State Rep. Kim Wallan, R-Medford, turned back a challenge from Democrat Alberto Enriquez to win a second term in House District 6. Statewide, Democrats kept their supermajority in both houses of the Legislature, but were unable to pick up enough seats to conduct business without depending on Republicans to constitute a quorum and conduct business. That leaves open the possibility of another walkout by Republicans, a tactic Wallan participated in during her first term. Pure obstruction does not serve the public interest.

State Rep. Pam Marsh easily defeated perennial challenger Sandra Abercrombie in House District 5, which will allow her to continue her outstanding work on behalf of her constituents. The devastating Almeda fire was entirely in her district, and she has been tireless in her efforts to secure state assistance and to help those displaced by fire navigate the disaster relief bureaucracy.

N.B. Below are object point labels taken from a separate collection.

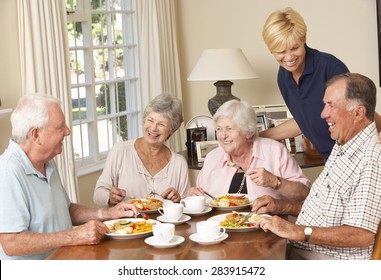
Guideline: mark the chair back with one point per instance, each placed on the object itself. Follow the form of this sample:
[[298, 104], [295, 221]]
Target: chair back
[[377, 245]]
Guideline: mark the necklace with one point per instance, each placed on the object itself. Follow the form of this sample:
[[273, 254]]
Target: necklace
[[242, 183]]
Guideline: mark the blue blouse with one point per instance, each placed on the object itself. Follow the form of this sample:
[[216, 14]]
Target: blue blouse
[[305, 100]]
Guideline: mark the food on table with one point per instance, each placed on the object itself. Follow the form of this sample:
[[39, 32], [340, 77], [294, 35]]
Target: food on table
[[230, 200], [129, 227], [147, 204], [236, 219]]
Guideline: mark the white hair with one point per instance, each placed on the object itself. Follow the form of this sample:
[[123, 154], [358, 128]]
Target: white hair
[[242, 114], [31, 112]]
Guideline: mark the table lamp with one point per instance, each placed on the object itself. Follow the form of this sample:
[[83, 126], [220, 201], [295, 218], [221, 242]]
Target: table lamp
[[222, 65]]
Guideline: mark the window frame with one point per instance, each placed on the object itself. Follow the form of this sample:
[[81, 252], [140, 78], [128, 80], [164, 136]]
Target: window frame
[[132, 87]]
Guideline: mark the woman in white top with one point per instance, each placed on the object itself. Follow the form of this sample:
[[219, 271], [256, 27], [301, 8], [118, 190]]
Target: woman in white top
[[138, 167]]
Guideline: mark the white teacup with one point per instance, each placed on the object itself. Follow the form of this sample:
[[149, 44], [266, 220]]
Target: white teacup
[[194, 203], [164, 233], [171, 211], [210, 230]]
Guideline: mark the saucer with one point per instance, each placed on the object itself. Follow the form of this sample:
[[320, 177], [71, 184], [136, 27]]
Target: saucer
[[183, 219], [207, 209], [152, 241], [196, 238]]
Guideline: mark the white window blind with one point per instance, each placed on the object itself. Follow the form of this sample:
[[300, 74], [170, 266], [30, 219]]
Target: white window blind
[[105, 85]]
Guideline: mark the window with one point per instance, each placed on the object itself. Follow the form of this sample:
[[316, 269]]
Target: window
[[105, 88]]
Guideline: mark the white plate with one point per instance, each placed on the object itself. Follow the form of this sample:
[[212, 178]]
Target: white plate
[[196, 238], [132, 235], [207, 209], [250, 197], [152, 241], [203, 121], [183, 219], [221, 217], [165, 201]]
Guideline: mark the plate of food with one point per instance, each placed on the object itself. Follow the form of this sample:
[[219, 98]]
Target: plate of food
[[130, 228], [231, 201], [148, 204], [233, 221]]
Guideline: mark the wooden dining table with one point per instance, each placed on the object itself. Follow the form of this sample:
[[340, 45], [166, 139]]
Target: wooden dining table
[[251, 245]]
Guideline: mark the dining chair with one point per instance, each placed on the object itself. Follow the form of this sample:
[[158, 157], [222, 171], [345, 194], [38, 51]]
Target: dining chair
[[377, 245]]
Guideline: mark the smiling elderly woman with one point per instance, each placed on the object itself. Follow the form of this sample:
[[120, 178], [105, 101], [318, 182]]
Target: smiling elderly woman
[[137, 167], [246, 163]]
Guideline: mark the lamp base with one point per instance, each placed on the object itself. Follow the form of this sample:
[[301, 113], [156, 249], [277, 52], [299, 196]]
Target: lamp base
[[223, 94]]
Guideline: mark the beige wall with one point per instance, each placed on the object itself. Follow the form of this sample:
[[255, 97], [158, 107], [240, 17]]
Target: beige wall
[[10, 79], [346, 28]]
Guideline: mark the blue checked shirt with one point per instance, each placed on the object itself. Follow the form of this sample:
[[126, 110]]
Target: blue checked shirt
[[347, 192]]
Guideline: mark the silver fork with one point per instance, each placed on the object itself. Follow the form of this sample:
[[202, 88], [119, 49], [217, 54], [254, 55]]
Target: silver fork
[[152, 193], [232, 164], [247, 217]]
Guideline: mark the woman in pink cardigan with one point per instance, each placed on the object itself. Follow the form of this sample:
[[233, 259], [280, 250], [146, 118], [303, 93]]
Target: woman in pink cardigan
[[247, 163]]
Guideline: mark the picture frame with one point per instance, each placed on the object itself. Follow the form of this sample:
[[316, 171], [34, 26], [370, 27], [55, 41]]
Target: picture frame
[[261, 122], [203, 148]]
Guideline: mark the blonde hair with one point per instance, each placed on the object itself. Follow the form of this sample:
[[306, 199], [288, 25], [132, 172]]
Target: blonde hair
[[283, 29]]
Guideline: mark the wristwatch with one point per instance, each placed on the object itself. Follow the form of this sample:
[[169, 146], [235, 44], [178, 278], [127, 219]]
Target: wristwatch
[[307, 234], [278, 182]]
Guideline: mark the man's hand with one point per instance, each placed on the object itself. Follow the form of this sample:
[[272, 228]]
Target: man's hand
[[171, 194]]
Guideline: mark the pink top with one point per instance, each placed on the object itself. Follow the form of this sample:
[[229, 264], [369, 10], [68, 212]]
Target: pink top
[[215, 177]]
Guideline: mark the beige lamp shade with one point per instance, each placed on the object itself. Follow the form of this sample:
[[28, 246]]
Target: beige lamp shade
[[222, 64]]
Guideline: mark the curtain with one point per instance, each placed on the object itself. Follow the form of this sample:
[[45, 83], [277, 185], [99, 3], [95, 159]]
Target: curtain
[[45, 68], [160, 70]]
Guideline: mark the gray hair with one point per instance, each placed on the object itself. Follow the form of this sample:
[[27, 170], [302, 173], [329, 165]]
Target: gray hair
[[31, 112], [167, 105], [242, 114], [360, 90]]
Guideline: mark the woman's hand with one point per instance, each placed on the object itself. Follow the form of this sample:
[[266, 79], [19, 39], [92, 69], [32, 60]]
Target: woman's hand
[[262, 177], [116, 195], [196, 191], [121, 210], [171, 194]]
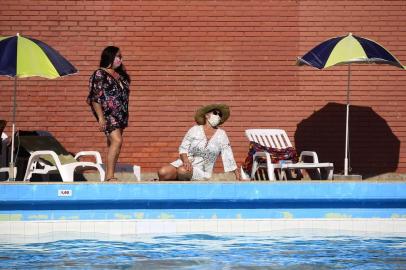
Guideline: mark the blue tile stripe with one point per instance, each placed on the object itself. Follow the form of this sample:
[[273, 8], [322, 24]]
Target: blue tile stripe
[[202, 201], [203, 191]]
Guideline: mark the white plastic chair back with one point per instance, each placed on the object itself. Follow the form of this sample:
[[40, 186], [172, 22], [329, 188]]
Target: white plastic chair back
[[275, 138]]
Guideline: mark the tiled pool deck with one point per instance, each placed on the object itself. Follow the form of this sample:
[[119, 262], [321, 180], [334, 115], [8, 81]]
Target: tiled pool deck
[[88, 208]]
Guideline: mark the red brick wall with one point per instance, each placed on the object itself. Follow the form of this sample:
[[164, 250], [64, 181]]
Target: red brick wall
[[184, 54]]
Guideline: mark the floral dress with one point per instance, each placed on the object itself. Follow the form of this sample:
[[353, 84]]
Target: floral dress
[[203, 154], [113, 96]]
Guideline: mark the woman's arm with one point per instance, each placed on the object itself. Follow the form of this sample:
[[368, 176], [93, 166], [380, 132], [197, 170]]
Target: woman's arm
[[186, 162]]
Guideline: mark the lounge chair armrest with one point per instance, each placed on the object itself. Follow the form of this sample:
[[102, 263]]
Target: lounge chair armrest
[[261, 154], [96, 155], [36, 155], [309, 154]]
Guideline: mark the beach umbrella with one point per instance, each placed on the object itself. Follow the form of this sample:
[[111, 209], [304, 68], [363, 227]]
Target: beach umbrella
[[27, 57], [346, 50]]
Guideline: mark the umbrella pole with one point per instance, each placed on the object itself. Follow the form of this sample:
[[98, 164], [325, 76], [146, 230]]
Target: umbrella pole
[[11, 176], [347, 122]]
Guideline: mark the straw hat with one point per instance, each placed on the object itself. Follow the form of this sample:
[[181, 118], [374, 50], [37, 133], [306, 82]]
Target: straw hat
[[201, 112]]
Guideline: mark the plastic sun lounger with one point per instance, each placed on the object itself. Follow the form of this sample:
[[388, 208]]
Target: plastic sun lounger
[[277, 138], [47, 154]]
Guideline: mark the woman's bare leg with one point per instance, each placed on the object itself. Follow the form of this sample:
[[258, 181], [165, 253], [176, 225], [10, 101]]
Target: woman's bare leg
[[183, 174], [114, 142], [167, 173]]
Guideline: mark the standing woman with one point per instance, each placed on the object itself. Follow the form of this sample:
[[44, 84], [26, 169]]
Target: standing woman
[[108, 98]]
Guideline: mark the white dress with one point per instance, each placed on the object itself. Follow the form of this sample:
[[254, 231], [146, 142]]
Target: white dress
[[203, 154]]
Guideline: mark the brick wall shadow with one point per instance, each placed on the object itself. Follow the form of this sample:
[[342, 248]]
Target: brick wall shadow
[[374, 149]]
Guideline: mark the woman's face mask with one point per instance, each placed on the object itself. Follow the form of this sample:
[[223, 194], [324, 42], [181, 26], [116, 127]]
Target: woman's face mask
[[117, 61], [214, 120]]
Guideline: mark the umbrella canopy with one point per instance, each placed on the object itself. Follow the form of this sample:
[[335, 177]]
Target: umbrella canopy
[[347, 50], [27, 57]]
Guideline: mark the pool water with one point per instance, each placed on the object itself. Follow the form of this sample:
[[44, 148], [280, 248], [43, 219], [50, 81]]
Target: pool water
[[208, 251]]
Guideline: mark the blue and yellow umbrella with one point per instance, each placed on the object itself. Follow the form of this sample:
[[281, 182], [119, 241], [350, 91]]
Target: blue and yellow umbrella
[[346, 50], [27, 57]]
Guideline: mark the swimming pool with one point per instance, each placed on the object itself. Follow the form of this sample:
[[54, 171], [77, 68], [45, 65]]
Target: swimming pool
[[212, 251], [30, 211]]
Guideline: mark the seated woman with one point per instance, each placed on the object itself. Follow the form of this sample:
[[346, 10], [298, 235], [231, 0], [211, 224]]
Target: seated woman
[[201, 146]]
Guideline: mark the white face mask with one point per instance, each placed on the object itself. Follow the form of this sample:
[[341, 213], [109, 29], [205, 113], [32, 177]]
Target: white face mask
[[214, 120], [117, 62]]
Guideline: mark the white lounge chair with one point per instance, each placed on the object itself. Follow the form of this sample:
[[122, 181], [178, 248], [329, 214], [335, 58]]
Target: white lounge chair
[[47, 154], [277, 138]]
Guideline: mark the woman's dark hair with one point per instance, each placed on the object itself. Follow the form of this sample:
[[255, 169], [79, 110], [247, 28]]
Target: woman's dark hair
[[107, 59]]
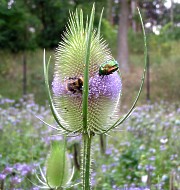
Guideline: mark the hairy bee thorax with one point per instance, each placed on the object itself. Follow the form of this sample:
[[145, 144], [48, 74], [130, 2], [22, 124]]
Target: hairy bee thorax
[[74, 84]]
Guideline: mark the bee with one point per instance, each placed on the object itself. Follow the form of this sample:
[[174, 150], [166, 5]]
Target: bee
[[74, 84], [108, 67]]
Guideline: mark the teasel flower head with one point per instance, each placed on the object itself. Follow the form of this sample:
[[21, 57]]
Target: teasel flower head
[[87, 84], [104, 91]]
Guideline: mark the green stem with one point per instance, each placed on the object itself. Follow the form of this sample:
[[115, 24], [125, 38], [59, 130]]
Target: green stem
[[86, 161]]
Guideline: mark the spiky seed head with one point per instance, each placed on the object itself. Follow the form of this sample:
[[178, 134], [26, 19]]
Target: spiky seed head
[[104, 91]]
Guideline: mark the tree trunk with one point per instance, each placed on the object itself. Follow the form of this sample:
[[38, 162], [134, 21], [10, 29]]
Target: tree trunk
[[109, 11], [24, 73], [133, 10], [123, 51], [172, 13]]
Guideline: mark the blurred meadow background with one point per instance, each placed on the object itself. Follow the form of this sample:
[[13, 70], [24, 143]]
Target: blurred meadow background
[[145, 152]]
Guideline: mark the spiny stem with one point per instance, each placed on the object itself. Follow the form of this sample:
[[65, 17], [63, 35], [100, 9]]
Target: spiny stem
[[86, 161]]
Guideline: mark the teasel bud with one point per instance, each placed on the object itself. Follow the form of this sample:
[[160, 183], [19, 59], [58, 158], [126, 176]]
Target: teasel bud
[[68, 83], [58, 170]]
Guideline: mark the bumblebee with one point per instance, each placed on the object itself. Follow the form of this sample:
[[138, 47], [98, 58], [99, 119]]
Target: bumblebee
[[108, 67], [74, 84]]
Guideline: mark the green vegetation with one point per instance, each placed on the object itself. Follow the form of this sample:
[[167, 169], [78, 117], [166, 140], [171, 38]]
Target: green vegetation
[[164, 73]]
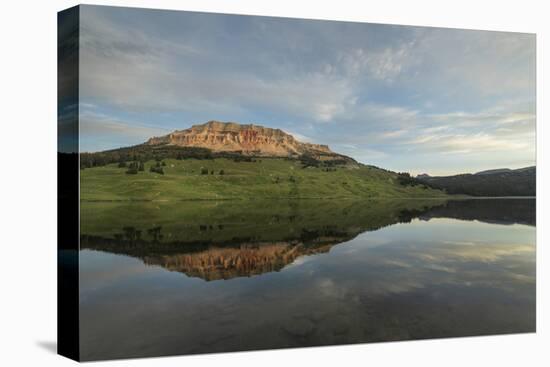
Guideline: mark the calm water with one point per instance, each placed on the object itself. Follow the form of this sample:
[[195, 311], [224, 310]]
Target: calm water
[[163, 279]]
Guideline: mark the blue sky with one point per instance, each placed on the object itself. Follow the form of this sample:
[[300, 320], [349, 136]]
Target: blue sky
[[415, 99]]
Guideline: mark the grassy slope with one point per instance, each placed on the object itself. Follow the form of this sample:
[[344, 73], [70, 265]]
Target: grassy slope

At the county level, two highly qualified candidates faced off for an open seat on the Board of Commissioners, and voters chose Republican Dave Dotterrer of Ashland, who will bring his extensive background in management and disaster preparedness to bear on the process of rebuilding homes and businesses. Democrat Terrie Martin came up short in this campaign, but she has valuable contributions to make, and we feel sure county residents have not seen the last of her.

At the state level, voters said yes to a range of ballot initiatives, from imposing limits on political campaign contributions to raising tobacco taxes and decriminalizing hard drugs. They also approved a measure to permit therapeutic use of hallucinogenic mushrooms under controlled conditions with licensed practitioners.

Our primary concern is with Measure 110, which decriminalized possession of user quantities of drugs including cocaine, heroin and methamphetamine while diverting tax revenue to direct users to addiction treatment rather than incarcerating them.

While we understand the sentiment behind voters’ approval of this measure, we don’t think it will do what voters intended or were told it would do: provide more treatment. Instead, it will create a network of “referral centers” to connect addicts with treatment without increasing the number of residential treatment beds, which are in short supply.

The 2021 Legislature should make it a priority to fix this measure by redirecting the money to provide actual treatment for those who cannot afford to pay for it. That would deliver what the voters said they want.